Researchers from the National Cancer Research Center (CNIO) and the IMDEA Food Institute have discovered

a variant of a gene involved in cellular nutrition

whose carriers tend to accumulate less fat, and it is estimated that it is present in almost 60 percent of the population European.

Their work is published in the journal 'Genome Biology', with Nerea Deleyto Seldas (CNIO) and Lara P. Fernández, from the IMDEA Food Institute, as first co-authors.

For the head of the Metabolism and Cellular Signaling Group at the CNIO, Alejo Efeyan, "the finding represents a further step in understanding the genetic components of obesity".

Ana Ramírez de Molina, director of the IMDEA Food Institute, considers that "knowledge of the implication of the cellular detection pathway of nutrients in obesity may have implications for the development and application of personalized strategies for the prevention and treatment of obesity".

For

the general population, the influence of genes on body weight is around 20 percent

, according to studies that in recent years have analyzed the entire genome of tens of thousands of people.

In other words, "lifestyle, such as eating habits and exercise, have a great impact, but genetic factors also have an influence", explains researcher Nerea Deleyto Seldas, from the CNIO.

Overweight and obesity are defined by an abnormal or excessive accumulation of fat that affects health.

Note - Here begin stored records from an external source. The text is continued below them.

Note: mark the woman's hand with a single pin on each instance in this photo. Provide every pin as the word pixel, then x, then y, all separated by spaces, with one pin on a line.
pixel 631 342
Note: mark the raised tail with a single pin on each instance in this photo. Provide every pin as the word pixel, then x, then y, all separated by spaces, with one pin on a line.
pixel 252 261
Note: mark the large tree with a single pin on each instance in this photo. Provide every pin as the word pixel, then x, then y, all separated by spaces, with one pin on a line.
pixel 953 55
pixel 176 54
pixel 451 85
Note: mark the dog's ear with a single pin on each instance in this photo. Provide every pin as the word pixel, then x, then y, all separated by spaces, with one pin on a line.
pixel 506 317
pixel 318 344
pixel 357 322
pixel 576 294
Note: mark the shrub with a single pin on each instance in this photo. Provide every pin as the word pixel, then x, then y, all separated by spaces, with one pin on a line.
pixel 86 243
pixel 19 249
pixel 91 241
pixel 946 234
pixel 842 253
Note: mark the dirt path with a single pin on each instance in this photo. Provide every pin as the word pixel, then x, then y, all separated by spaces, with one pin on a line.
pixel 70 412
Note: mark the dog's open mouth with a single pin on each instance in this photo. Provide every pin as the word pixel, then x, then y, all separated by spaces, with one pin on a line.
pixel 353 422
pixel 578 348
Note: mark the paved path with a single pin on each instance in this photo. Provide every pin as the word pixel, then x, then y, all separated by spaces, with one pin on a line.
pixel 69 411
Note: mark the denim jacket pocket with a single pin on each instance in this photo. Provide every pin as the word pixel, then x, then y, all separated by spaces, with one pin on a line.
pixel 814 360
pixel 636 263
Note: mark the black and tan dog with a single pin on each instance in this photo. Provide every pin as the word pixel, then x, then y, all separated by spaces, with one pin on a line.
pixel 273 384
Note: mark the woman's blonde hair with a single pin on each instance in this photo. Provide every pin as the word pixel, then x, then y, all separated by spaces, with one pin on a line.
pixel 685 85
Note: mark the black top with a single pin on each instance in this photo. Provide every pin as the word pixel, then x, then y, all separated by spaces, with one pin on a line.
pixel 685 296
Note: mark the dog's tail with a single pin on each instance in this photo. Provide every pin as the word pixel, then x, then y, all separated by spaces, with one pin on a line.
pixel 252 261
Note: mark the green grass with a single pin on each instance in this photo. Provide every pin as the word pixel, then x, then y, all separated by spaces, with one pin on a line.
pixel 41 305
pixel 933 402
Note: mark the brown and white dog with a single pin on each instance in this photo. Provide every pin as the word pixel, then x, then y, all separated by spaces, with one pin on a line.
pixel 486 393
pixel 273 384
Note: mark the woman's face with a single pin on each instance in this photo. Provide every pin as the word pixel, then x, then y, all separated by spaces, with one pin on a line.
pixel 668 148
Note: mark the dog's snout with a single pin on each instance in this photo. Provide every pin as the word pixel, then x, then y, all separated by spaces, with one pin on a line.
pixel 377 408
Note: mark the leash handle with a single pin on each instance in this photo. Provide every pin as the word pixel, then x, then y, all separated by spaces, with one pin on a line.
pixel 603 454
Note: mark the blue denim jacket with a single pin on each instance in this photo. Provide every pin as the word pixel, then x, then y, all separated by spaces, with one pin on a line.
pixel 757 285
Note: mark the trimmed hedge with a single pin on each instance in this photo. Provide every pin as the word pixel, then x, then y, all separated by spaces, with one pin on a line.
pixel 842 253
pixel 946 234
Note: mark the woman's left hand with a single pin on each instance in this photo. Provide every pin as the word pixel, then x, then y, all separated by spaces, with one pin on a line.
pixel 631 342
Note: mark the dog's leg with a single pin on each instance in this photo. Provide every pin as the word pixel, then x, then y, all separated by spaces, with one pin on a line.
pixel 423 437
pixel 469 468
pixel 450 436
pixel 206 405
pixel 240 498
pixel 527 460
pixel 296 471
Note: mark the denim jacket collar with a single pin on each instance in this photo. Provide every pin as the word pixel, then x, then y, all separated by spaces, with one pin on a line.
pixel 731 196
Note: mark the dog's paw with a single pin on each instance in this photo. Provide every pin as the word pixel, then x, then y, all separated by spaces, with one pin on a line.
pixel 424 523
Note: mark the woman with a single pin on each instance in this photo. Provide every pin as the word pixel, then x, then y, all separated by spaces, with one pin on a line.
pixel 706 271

To search for genetic variants that influence the phenomenon and the associated metabolic alterations, a team from IMDEA Food collected genetic material from 790 healthy volunteers and data such as weight, BMI, amounts of total and visceral fat, amount of muscle mass and waist and hip circumferences, among others.

The authors of the work analyzed the possible associations of these parameters with 48 specific genetic variants, selected for their possible functional relevance.

They thus detected a "significant correlation between one of these variants in the FNIP2 gene, and many of these parameters related to obesity," explains the study.

The effect of this variant was

then studied in mice

-which had previously been genetically modified to express it-.

"We found that mice with this variant, associated in people with a slim build, have between 10 percent and 15 percent less fat than their non-carrier counterparts," explains Efeyan.

In humans, the effect of this variant cannot be isolated from that of many other genetic and environmental variables that influence physical constitution, so it is impossible to accurately calculate the power of its effect.

But since the influence of genetics on obesity is no more than 20 percent, the contribution of the now-identified variant is necessarily small.

That

's why researchers use terms like "predisposition" or "trend."

"It is not at all that those who have this version can eat in excess without gaining weight," says Efeyan.

Thus, the genetically modified animals for this study did not present other alterations or differences.

"This result is very impressive, because many of these studies usually limit themselves to reporting associations; in this work we show that the change of a single letter in the entire mouse genome is enough to replicate what is observed in the human variant", continues Efeyan.

The importance of the variant detected lies in the fact that it is associated with the biochemical signal pathway that tells the cell what nutrients are available.

According to the researchers,

it is now necessary to study why a small genetic change affects the tendency to be thin.

The goal in the future is "to better understand the molecular bases of what this genetic variant does, that is, what is happening to the cell biochemically," adds Deleyto.

"We need to improve genetic tools to dissect when the functional consequences of this variant become important in the organism, for example, during the process of fat formation," he stresses.

The finding also raises questions that concern other areas of science, such as what evolutionary pressures favored the selection of this variant and when it occurred.